Our conventional monetary system will not last long. This prediction is shared by almost every economist today: debt-based and interest-based money is an unstable system that is condemned to die from intrinsic congenital imbalance (for instance the market cannot follow the speed of interest-based debt to pay back). No one knows precisely when the big collapse is to be expected, but everyone agrees it will happen sooner than later. The current world wide monetary crisis, as well as the effects of monetary concentration, are one of those historic social alerts announcing the big crunch.

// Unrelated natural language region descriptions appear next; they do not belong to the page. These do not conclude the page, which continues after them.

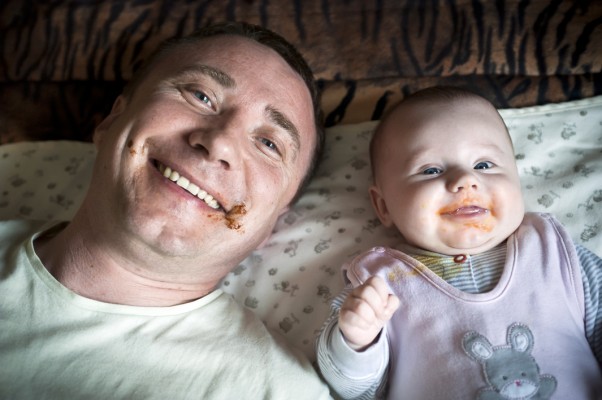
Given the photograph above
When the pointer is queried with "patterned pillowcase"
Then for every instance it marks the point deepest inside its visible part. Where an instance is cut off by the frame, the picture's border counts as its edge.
(290, 282)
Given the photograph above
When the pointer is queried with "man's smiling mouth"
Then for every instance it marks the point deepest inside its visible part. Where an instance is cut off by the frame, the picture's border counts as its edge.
(190, 187)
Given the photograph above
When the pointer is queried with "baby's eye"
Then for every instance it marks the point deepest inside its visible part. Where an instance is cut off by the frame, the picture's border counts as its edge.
(202, 97)
(432, 171)
(484, 165)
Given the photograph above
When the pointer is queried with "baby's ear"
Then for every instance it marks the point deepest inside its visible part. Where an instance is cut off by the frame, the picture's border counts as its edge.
(380, 206)
(118, 107)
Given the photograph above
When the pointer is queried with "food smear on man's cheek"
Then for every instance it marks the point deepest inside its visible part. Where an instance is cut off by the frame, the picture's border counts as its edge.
(131, 147)
(234, 215)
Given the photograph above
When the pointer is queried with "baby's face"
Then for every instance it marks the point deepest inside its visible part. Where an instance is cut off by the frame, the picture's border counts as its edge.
(446, 177)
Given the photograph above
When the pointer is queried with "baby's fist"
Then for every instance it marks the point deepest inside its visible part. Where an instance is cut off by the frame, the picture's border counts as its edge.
(365, 311)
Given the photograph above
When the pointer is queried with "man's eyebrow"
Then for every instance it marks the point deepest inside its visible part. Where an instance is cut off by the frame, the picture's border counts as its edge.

What visionaries anticipate is that money is about to follow the same path the media followed during the past years; from controlled ownership of media with one-way top down broadcast systems, to peer-to-peer, participatory, open publishing. Millions of free currencies will soon circulate on the Net and through our cell phones. They will not be controlled by states or central banks, they will be issued and used by millions of marketplaces willing to free themselves from conventional debt-based, interest-based money (85% to 95% of money circulating today). Everyone will use these free currencies simply because they will be ubiquitous, easy to integrate into current media technologies, and because most people and organizations are undermonetized.
This new paradigm is likely to turn the current monetary system into a completely obsolete system. The next one will offer marketplaces the capacity to maximize their trade potential with the ever right amount of monetary mass at their disposal.